The project is in many ways an organic extension of the Little Golden Book ethos, which has sustained generations through troubled times with creative nourishment for young souls. This compendium offers heartening solace for those weary of the hardships our world is currently facing. Diane Muldrow, longtime editor of the beloved children’s series, writes in the introduction:

We’ve been forced to look at ourselves and how we’re living our lives. Ironically, in this health-conscious, ecologically aware age of information, many of us have overborrowed, overspent, overeaten, and generally overdosed on habits or ways of life that aren’t good for us — or for our world. The chickens have come home to roost, and their names are Debt, Depression, and Diabetes.

How did we get here? How, like Tootle the Train, did we get so off track? Perhaps it’s time to revisit these beloved stories and start all over again. Trying to figure out where you belong, like Scuffy the Tugboat? Maybe, as time marches on, you’re beginning to feel that you resemble the Saggy Baggy Elephant.

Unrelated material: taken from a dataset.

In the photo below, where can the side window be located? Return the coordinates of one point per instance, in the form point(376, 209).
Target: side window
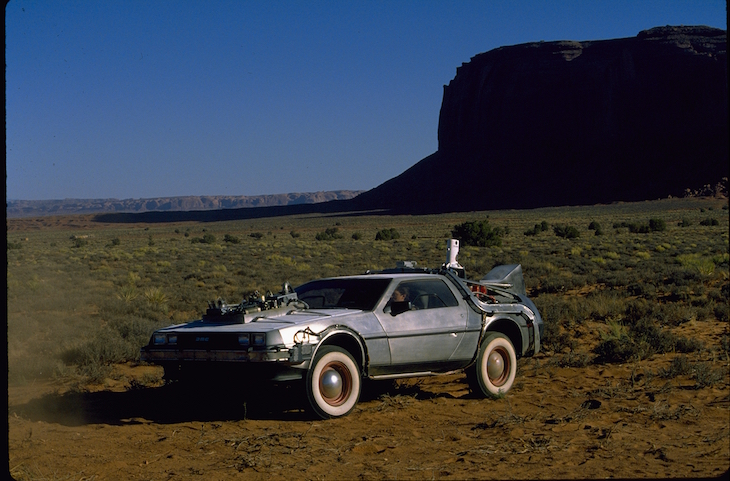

Or perhaps your problems are more sweeping. Like the Poky Little Puppy, do you seem to be getting into trouble rather often and missing out on the strawberry shortcake in life? Maybe this book can help you! After all, Little Golden Books were first published during the dark days of World War II, and they’ve been comforting people during trying times ever since — while gently teaching us a thing or two. And they remind us that we’ve had the potential to be wise and content all along.

From ‘Circus Time’ by Marion Conger, illustrated by Tibor Gergely, 1948
From ‘The Seven Sneezes’ by Olga Cabral, illustrated by Tibor Gergely, 1948
From ‘Duck and His Friends’ by Kathryn and Byron Jackson, illustrated by Richard Scarry, 1949
From ‘Animal Gym’ by Beth Greiner Hoffman, illustrated by Tibor Gergely, 1956
From ‘I Can Fly’ by Ruth Krauss, illustrated by Mary Blair, 1951
From ‘The Friendly Book’ by Margaret Wise Brown, illustrated by Garth Williams, 1954
From ‘The Three Bears,’ illustrated by Feodor Rojankovsky, 1948
From ‘The Color Kittens’ by Margaret Wise Brown, illustrated by Alice and Martin Provensen, 1949
From ‘Tawny Scrawny Lion’ by Kathryn Jackson, illustrated by Gustaf Tenggren, 1952
From ‘The Little Red Hen,’ illustrated by J. P. Miller, 1954
From ‘The Musicians of Bremen,’ adapted from Jacob and Wilhelm Grimm, illustrated by J. P. Miller, 1954

Everything I Need To Know I Learned From a Little Golden Book is an absolute delight. Complement it with some actual Golden Books, including I Can Fly by the great Ruth Krauss, illustrated by Disney’s Mary Blair, a lovely adaptation of Homer for young readers by creative power duo Alice and Martin Provensen, and perhaps the best of the bunch, The Little Golden Book of Words.